Video of the child at a Massachusetts police station shortly before he was returned to his mother went viral as people following the case weighed in on which parent was better suited to care for the boy. Fundraising efforts were started to help the father cover legal expenses for his challenge to Buck's temporary custody.
A new judge named to the case in November ordered the parents to work toward setting up telephone visits between Cadena and the boy. The two have not spoken since October.
GCMS wins second straight title
Gibson City-Melvin-Sibley High School’s season-long mission to repeat as Class 2A state football champion was accomplished on Nov. 23 with a 35-16 victory over Maroa-Forsyth at Memorial Stadium in Champaign.
The Falcons shut out Maroa-Forsyth in the second half to pull away, finishing with a 14-0 record for the second year in a row and giving the Heart of Illinois Conference its fourth straight 2A state championship. Tri-Valley won the title in 2015 and Deer Creek-Mackinaw in 2016.
The Falcons also became the first 2A repeat champion since Aledo in 2001-02.
Eastland Mall sees more store losses, gains
Following a trend at many indoor malls across the country, Eastland Mall in Bloomington saw more of its major retailers close in 2018.

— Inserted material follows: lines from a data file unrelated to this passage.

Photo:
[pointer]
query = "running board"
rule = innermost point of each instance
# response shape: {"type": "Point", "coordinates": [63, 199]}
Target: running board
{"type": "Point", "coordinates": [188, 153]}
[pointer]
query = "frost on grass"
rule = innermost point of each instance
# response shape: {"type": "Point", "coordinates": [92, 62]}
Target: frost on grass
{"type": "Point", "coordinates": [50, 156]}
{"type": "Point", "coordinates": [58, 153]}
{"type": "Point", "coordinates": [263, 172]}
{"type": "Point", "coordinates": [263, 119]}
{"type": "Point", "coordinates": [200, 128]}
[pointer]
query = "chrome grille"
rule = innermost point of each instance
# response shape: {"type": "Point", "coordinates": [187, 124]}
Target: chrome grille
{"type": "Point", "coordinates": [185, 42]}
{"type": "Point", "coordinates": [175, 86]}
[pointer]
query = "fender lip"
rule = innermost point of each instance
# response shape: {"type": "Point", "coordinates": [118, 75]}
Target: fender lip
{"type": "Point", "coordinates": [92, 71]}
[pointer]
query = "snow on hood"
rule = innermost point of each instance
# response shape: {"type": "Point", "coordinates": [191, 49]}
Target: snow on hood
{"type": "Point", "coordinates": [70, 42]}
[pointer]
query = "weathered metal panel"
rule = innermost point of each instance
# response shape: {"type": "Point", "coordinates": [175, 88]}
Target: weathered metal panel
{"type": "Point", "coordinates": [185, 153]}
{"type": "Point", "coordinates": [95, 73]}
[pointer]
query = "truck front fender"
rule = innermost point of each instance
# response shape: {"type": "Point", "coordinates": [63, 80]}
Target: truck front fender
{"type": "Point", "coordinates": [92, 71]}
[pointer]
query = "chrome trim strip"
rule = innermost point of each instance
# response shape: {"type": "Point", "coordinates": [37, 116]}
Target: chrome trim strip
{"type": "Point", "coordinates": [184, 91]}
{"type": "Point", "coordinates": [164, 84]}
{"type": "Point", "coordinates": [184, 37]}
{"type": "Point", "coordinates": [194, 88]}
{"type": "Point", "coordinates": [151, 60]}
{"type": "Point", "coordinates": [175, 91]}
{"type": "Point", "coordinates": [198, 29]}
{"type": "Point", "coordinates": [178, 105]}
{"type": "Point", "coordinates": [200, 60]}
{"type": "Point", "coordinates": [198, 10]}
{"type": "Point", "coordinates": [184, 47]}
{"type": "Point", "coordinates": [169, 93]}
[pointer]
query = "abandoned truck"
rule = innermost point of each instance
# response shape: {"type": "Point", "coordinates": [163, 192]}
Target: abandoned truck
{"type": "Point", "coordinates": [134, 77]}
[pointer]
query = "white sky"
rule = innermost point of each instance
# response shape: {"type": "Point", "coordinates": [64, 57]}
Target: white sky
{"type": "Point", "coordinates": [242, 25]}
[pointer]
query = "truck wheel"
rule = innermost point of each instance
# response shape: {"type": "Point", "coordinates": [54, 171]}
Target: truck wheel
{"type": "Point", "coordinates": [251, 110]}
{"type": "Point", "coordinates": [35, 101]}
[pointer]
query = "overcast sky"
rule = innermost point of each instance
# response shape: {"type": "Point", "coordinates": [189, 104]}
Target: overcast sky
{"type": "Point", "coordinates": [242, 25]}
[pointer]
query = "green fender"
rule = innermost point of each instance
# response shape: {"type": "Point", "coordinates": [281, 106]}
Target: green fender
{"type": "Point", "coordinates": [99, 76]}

Meanwhile, H&M and Planet Fitness opened in a portion of the former J.C. Penney space, and an Outback Steakhouse opened in December in the mall's parking lot outside the former Macy's.
The company will pay a third less in property taxes after public officials agreed the mall declined from a property value of $50.7 million in 2017 to $34.4 million this year.
3 die after two semis collide on I-39
A head-on collision between two semitrailer trucks on Interstate 39 near Hudson on Sept. 19 resulted in a fiery crash that claimed three lives.
Guy L. Favorite IV, 43, of St. Charles, Mo., and Mladen Petrovic, 32, and Aleksandar Sakovski, 31, both of Brookfield, were killed in the crash. Autopsies showed all three victims died of blunt force injuries, according to the McLean County coroner's office.
Illinois State Police continue to investigate the crash.
Eyewitnesses told The Pantagraph that a northbound semi appeared to cross the median and collide with a southbound semi, triggering a large explosion.